A Genealogist and Freedom of Information campaigner has requested that the 1939 National Identification Survey be released under Freedom of Information laws, reports the BBC Website.
In September 1939 the Government conducted a an emergency, census-like survey of the country at the beginning of the war. This would provide invaluable help to researchers, historians and family history enthusiasts in unlocking the past.
Until recently each census was released 100 years later. However, Guy Etchells succesfully campaigned for the early release of the 1911 census, which became available online earlier this year. Professionals and enthusiasts alike will be hoping that the 1911 challenge proves to be a test case.
There is another census due for release, the 1921 census in 2022. The 1931 census was destroyed in a fire and there was no survey taken in 1941 because of the war. It may be more than 40 years until the 1951 details become public.
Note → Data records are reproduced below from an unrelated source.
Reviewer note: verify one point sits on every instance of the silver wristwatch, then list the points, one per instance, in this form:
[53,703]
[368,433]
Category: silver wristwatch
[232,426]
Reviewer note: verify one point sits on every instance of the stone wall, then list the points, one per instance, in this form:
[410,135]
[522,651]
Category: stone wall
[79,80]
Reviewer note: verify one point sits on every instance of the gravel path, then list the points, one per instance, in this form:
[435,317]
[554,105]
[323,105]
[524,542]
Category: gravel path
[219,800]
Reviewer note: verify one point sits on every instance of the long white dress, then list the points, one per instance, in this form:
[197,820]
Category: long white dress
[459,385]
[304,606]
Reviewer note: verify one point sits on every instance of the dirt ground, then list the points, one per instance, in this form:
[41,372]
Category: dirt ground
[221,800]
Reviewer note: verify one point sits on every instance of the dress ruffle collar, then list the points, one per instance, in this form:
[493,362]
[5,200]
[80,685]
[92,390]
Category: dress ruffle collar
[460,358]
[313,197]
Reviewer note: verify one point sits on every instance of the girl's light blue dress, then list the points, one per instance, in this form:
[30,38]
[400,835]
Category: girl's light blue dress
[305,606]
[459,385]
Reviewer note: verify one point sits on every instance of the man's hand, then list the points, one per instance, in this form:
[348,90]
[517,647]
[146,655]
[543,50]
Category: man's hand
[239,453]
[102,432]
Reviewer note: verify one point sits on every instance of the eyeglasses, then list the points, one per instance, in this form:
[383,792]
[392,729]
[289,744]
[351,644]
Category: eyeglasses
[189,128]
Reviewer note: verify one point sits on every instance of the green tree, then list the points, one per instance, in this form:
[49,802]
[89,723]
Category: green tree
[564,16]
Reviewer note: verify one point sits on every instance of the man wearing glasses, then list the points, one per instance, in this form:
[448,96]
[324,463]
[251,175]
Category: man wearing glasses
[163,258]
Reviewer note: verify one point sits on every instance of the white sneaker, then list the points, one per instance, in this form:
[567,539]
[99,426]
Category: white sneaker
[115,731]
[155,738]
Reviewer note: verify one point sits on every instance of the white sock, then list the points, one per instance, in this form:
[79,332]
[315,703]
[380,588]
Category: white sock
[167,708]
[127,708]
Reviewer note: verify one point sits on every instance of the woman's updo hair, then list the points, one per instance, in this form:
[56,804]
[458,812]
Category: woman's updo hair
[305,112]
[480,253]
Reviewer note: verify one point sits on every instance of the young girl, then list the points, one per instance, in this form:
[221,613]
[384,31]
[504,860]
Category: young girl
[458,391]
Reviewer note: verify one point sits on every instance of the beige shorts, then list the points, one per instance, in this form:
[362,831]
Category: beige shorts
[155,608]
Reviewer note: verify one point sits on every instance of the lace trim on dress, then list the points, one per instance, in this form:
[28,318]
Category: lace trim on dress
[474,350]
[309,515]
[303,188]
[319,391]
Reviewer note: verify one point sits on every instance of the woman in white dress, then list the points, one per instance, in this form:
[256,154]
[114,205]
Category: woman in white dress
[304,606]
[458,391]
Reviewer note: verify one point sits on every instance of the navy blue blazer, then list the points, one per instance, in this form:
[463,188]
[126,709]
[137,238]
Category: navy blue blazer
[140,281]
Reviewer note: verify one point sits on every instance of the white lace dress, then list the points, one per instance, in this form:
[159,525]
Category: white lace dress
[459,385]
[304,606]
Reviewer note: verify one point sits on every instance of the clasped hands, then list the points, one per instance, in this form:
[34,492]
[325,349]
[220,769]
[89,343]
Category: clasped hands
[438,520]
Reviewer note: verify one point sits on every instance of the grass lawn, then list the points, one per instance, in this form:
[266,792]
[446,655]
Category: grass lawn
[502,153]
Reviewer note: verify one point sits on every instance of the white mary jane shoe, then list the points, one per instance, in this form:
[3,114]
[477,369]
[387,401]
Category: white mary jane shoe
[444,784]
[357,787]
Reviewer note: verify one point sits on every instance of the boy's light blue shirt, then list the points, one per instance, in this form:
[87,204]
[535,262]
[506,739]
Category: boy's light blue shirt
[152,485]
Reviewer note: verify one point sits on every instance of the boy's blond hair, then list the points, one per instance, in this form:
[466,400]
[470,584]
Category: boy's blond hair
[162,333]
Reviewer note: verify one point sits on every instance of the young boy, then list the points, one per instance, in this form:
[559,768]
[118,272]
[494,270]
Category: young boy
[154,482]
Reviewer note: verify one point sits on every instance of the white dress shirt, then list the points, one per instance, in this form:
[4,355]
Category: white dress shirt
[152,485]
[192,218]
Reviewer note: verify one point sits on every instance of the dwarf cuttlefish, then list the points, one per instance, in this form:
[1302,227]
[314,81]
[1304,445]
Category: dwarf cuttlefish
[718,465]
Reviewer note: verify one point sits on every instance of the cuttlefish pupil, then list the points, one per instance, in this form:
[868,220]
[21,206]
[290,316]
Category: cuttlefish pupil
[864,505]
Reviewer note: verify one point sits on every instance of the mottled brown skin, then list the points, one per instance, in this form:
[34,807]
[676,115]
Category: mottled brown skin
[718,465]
This effectively leaves family historians with a dead end for some years to come.
None of the legislation forbids access to the records,” says Mr Etchells. “The records have been kept so that people can access them. They are not archived so that they can be hidden away. There’s no point in charging people thousands of pounds a year to keep them if you are not allowed to access them.”
The Information Commissioner has told the NHS Information Centre – which holds the 1939 details – that it should grant Mr Etchells’ request for access to a record, previously withheld on data protection grounds, where the circumstances relate to people now dead – a stipulation Mr Etchells may yet challenge further.
The National Registration survey led to the issuing of 46 milliona National Identity cards, Households were asked to provide information about the names, ages, sex, marital situation and jobs of those living there. During the war, and until 1952, every civilian had to carry their card as proof of identity and address. The registration was also used as the basis for the issue of ration books for food and clothing.
The 1939 survey would be a goldmine for researchers. In particular, it would help us unlock the secrets of most of the generation who fought in the second world war. For example, I could use the survey to cross reference against the list of portsmouth war dead, and the Commonwealth War Graves Commission’s roll of honour. It would make it so much easier for their stories to be told.
Personally, I think there is no sound reason for witholding such information for so long. There is surely no need for the NHS to keep such data locked away, there is nothing sensitive contained in the records. Even with the regular census, 50 year closure periods would be more appropriate. Lets hope that the authorities see sense and make the 1939 survey available.